LTV




The Loan to Value Ratio denotes the percentage of loan that can be given to the buyer based on the loan amount and the value of the property that he proposes to buy. There are various steps involved after which the financial institution or the bank arrives at this value.

Suppose the collateral value of the property is 80000 INR and the increased or appraised value is 100000 INR, then the loan to value ratio is arrived at by dividing the former by the latter. So the ratio comes up to 80% in this case.

If the LTV comes to a value lesser than 100%, it signifies that the amount of loan is lesser than the actual value of the property. When the loan amount is low, it increases the chance of approval and it reduces the risk for the borrower.

If the LTV that is arrived at exceeds 100%, it signifies that the loan amount is greater than the actual value of the property. In this case, the borrower is at a high risk because his loans are more and at the time of selling off the property, the borrower has to pool in extra cash to close the collateral before zeroing on the deal.

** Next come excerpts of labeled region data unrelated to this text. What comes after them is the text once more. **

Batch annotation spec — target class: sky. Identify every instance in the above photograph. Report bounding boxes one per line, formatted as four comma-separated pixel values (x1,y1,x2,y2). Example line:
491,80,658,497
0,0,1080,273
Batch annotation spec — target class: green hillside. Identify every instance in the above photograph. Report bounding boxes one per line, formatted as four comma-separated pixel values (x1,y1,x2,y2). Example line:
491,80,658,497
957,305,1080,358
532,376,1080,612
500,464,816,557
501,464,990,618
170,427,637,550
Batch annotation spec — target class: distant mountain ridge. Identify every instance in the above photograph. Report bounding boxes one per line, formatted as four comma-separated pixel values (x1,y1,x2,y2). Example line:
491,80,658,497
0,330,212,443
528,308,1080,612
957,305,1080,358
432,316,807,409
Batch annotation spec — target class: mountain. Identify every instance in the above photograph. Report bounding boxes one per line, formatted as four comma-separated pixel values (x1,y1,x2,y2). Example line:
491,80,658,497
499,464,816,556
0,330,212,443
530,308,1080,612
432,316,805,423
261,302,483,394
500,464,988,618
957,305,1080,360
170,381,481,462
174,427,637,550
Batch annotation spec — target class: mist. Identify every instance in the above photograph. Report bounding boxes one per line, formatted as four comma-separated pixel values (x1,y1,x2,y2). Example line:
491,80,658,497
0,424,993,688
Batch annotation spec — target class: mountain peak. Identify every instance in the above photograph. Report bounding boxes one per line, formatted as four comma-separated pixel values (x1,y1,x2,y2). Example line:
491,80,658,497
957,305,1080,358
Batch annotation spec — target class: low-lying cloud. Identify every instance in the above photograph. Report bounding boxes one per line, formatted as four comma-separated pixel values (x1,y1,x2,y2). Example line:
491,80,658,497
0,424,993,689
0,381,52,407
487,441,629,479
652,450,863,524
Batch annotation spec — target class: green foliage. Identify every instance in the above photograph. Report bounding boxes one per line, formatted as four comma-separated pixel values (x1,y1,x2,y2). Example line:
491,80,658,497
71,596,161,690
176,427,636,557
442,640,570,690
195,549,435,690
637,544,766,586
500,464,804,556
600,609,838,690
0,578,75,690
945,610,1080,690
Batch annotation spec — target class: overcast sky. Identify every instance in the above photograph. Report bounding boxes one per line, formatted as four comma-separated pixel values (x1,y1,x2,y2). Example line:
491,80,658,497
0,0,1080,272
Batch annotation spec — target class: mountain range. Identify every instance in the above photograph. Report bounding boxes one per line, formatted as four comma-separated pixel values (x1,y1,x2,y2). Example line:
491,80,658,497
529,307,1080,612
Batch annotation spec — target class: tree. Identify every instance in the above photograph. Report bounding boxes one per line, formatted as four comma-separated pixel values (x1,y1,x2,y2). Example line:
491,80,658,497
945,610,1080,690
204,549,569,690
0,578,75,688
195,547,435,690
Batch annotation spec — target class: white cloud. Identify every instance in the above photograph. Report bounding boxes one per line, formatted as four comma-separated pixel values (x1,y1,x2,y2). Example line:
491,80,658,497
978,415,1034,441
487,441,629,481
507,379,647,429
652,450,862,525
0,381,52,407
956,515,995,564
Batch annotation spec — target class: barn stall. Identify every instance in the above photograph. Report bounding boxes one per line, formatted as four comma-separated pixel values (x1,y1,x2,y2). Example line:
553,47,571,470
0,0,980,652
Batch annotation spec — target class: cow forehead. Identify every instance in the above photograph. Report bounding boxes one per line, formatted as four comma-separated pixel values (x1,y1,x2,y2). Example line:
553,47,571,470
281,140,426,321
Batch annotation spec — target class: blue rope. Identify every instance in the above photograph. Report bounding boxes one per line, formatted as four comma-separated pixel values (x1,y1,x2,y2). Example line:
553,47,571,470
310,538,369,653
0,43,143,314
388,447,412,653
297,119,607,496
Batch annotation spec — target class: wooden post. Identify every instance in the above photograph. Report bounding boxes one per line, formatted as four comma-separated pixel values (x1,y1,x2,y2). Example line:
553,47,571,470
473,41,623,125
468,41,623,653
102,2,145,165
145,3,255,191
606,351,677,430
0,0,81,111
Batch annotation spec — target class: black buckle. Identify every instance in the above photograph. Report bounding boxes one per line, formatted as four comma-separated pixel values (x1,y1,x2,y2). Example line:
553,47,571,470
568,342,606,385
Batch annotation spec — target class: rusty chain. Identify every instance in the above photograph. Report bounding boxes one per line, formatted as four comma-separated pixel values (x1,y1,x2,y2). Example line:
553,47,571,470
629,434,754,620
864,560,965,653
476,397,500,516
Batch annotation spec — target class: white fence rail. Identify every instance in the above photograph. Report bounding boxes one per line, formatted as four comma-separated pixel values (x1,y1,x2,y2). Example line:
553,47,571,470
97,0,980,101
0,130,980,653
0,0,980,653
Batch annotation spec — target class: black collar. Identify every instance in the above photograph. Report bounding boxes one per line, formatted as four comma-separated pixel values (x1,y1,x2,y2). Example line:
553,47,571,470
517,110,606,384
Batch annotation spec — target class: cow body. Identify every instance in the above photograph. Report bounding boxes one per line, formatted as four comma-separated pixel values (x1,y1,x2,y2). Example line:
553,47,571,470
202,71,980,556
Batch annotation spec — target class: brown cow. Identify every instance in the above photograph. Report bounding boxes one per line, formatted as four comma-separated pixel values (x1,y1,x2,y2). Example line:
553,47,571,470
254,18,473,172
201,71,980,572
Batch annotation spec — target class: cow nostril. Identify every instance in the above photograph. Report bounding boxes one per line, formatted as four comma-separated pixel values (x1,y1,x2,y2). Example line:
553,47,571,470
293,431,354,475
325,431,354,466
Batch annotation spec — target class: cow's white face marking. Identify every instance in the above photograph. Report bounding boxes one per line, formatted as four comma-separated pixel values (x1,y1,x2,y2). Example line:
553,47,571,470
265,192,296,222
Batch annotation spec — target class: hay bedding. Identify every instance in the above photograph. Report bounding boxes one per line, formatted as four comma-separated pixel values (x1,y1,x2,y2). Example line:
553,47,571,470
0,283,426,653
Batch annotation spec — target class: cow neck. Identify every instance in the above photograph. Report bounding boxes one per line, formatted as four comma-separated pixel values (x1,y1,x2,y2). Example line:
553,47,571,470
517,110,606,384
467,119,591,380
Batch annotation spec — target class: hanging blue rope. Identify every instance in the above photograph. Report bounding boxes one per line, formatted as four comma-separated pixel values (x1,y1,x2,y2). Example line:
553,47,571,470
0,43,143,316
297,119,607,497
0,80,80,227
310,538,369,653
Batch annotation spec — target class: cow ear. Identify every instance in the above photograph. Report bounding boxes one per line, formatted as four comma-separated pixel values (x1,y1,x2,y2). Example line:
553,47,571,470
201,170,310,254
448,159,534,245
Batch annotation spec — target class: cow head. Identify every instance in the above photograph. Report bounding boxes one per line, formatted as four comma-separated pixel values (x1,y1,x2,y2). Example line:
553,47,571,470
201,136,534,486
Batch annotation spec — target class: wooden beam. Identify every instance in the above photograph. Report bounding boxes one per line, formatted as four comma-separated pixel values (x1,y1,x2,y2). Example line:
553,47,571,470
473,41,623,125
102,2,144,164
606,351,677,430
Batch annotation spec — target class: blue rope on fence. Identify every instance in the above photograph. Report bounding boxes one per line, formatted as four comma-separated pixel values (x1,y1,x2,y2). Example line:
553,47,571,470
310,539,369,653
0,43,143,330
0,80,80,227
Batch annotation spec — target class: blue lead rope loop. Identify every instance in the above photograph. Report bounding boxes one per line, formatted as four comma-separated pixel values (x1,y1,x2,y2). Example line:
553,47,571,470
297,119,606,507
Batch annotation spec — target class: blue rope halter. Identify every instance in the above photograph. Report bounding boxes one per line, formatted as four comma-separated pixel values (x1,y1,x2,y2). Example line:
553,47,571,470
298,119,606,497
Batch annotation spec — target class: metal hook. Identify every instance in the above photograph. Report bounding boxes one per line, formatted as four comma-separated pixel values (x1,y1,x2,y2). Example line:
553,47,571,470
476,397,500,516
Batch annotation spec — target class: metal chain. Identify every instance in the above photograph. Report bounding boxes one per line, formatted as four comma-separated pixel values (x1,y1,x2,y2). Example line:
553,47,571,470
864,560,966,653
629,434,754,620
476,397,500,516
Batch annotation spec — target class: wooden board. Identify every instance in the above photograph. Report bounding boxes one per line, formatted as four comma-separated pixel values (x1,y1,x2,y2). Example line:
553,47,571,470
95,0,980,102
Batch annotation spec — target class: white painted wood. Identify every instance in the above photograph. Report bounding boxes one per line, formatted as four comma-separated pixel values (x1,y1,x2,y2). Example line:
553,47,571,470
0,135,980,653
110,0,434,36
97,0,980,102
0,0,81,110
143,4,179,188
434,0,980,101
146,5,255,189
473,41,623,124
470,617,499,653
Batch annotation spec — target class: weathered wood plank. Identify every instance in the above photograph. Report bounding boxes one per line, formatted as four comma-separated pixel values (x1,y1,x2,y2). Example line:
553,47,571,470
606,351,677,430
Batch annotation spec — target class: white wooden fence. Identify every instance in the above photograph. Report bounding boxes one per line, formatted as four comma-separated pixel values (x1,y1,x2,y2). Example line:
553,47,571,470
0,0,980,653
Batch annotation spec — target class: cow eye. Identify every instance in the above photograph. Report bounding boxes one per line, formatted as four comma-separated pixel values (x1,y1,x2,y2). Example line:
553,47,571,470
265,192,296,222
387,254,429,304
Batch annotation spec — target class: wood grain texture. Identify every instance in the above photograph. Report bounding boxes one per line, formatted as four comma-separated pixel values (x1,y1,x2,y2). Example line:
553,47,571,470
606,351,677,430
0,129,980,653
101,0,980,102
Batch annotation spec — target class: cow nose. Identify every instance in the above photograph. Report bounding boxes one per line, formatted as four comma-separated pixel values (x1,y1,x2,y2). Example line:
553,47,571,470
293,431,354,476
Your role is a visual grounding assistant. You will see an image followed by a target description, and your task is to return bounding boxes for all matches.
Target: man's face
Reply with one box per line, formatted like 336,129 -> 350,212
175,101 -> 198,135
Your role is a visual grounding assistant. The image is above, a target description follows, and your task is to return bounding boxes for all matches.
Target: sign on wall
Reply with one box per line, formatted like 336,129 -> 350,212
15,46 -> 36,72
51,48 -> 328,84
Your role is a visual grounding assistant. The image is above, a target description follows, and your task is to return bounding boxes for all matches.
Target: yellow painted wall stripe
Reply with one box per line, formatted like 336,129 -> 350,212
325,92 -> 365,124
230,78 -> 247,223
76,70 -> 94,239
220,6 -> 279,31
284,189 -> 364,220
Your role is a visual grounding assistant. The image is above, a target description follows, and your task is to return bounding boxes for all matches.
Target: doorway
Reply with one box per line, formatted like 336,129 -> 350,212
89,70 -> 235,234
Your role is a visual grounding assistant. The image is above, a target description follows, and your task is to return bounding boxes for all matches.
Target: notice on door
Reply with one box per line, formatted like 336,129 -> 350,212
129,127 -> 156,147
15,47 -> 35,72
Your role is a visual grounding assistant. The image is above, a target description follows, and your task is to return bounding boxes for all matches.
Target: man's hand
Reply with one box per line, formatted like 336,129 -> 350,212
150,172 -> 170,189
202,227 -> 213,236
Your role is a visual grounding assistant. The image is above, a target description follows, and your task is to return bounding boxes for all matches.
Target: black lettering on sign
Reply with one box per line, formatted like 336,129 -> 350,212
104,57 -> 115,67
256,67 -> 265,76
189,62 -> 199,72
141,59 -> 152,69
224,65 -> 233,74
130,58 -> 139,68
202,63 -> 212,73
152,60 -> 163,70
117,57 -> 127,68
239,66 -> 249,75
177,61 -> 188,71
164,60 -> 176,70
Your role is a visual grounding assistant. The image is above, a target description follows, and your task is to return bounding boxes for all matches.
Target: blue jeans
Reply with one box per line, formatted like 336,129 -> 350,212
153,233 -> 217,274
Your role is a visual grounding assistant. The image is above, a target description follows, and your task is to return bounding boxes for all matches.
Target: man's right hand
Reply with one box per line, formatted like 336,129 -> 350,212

When the LTV is more than 80%, it signifies that this loan cannot be sold off in any other auxiliary market. Most lenders don’t prefer this because they need to maintain this as a portfolio loan.

The interest rates charged on the loan depends on two main factors – one if the LTV is arrived at after the above calculation and the other is the risk factor of the lender. Some lenders also make the borrowers pay some mortgage insurance for the safety of the lenders in the event of borrower defaulting on the payments.

During the tenure of 30 years of a home loan, banks try to make more money out of this deal by selling off the loan at profits to reputed financial establishments after cleverly repacking the existing loans. Buyers must do proper research before taking home loans.